The difficulty and expense of obtaining manuscripts in earlier times has been already noticed. Even in Lorenzo’s latter years it was by no means easy, and his correspondence shows that once, in the very height of his glory, he had to apply in his own handwriting to a prince who was probably under obligation to him, in order to obtain the loan of Dion Cassius. ‘There is in your Excellency’s library,’ he wrote on February 5, 1486, to Duke Ercole d’Este, ‘a historian, by name Dio, de Romanis historiis, that I earnestly desire to see, both on account of the enjoyment and consolation which history affords me, and because my son Piero, who has some knowledge of Greek literature, has begged me to help him to become acquainted with this author, who, I understand, is very rare in Italy. Your Excellency can understand how highly I shall prize the favour, if you will lend me the book for a few days.’ Notwithstanding their intimacy, the Duke did not send the original, but allowed a copy to be made by a copyist sent to Ferrara for the purpose. Two years later he had Niccolò Leoniceno’s translation copied for Lorenzo, on condition that it was neither to be printed nor allowed to go any further.[110] In the spring of 1491 Poliziano was, as we have seen, in Venice, where he bought for his patron a quantity of manuscripts now in the Laurentiana. He was refused permission to see Cardinal Bessarion’s collection of books, although the Ferrarese ambassador used his influence with the Doge Agostino Barbarigo—a strange token of petty mistrust.[111] ‘Your diligence in having Greek works copied, and the favour you show to scholars,’ wrote Poliziano to Lorenzo about this time, ‘procures for you such honour and attachment as no one has enjoyed for many years past.’ He mentioned at the same time the admiration for Lorenzo expressed by a Venetian poetess honoured by all scholars and literary men, as well as by popes and kings. ‘Last evening I visited Cassandra Fedele,[112] to whom I presented your salutations, Lorenzo; she is really admirable, both in Latin and in the vulgar tongue, withal very modest, and, in my opinion, also beautiful. I left her astonished. She is devoted to you, and speaks of you as if she knew all about you. Some day she will certainly come to Florence to visit you, so prepare to do her honour.’
Lorenzo’s example did not fail to bring forth fruit in his own house. Leo X. laboured all his life to follow it, with a zeal in collecting which showed that his father’s spirit survived in him. Piero, with his tutor Poliziano, superintended the arrangement and enrichment of the library, sending reports about it to his father, when the latter was ill at the baths. We learn from one of his letters[113] that the Medici, in the interests of their library, took advantage of the death of King Matthias Corvinus (April 4, 1490) to secure a number of his copyists and agents who were then thrown out of employment. That monarch vied with the book collectors of his time, and spent more than 30,000 gold florins yearly on the increase of his library at Ofen. In 1488 he sent an agent to Florence with full power to make purchases and superintend the taking of copies. The efforts made by this active and high-minded ruler of a people still half barbarous, however capable of development, were always assisted by Lorenzo, as became his friendly relations with Matthias.

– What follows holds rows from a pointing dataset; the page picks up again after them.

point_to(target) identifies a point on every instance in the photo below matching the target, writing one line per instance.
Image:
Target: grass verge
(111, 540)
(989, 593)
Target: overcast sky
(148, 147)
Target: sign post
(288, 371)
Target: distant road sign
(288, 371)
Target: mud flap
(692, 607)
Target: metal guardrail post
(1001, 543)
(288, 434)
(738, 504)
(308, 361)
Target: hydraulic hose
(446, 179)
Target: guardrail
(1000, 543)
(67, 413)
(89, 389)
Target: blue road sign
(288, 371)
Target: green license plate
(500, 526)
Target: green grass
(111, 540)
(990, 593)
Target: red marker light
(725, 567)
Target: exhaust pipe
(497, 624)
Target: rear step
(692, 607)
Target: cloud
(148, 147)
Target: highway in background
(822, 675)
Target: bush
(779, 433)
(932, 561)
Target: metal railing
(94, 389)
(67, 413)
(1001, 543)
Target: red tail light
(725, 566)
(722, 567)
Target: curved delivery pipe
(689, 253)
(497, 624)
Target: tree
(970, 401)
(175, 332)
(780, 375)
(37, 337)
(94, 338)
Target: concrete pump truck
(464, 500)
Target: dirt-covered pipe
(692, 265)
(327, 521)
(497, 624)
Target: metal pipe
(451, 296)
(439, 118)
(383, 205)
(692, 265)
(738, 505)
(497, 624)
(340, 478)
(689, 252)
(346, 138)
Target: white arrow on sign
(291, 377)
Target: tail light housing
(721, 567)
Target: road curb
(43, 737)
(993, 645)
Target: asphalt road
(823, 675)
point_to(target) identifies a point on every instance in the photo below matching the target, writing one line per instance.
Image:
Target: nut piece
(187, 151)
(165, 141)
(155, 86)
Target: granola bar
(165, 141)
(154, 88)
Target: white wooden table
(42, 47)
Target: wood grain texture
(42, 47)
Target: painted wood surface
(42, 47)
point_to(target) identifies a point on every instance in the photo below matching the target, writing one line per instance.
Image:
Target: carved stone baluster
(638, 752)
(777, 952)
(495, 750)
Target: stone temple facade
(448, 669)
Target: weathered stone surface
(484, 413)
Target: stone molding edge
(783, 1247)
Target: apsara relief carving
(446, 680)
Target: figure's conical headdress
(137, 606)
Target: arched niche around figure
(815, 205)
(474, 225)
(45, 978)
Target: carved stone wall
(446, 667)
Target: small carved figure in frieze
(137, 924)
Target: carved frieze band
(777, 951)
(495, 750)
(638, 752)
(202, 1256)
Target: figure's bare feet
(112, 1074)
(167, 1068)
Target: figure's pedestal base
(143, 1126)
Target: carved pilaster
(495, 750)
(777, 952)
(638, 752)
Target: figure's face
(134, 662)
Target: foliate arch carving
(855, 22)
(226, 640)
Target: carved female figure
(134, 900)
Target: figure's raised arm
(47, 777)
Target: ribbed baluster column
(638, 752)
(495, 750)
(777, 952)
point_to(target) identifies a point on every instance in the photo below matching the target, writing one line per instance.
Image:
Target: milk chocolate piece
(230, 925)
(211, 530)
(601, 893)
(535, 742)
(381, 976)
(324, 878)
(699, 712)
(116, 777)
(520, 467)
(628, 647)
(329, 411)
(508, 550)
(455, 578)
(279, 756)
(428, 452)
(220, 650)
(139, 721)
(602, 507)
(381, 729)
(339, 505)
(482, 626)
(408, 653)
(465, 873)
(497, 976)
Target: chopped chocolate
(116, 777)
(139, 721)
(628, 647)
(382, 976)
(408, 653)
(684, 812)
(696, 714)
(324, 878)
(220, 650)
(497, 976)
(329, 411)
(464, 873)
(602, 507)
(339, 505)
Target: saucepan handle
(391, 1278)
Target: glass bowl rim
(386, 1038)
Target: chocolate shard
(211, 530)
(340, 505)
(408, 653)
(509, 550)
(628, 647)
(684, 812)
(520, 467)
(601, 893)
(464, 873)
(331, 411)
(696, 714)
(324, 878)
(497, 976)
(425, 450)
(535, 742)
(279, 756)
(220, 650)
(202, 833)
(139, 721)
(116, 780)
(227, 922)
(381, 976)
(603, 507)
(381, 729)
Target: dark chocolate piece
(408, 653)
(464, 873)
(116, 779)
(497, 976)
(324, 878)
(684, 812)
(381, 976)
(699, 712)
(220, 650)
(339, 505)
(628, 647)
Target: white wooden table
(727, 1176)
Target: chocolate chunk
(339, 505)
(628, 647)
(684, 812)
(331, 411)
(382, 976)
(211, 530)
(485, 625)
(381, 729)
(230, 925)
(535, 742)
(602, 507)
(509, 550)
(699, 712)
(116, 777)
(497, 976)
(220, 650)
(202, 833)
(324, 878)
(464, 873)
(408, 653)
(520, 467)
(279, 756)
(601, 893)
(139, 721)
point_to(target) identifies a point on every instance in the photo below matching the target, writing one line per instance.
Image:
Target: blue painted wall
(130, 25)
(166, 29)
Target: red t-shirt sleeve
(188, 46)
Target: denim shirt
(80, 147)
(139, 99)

Long before the days of Matthias Corvinus there had been a literary and artistic connection between Florence and Hungary through Filippo Scolari, commonly called Pippo Spano by his countrymen, from his title of Count Palatine (Obergespann) of Temesvar; he held an influential position under Sigismund of Luxemburg. The connection with the Italian literary world had been actively kept up by the powerful Archbishop of Gran, Johann Vitez, who founded a high school at Ofen; still more by his nephew, Janus Pannonius, Bishop of Fünfkirchen, who studied at Padua under Guarino, and visited Cosimo de’ Medici at Careggi.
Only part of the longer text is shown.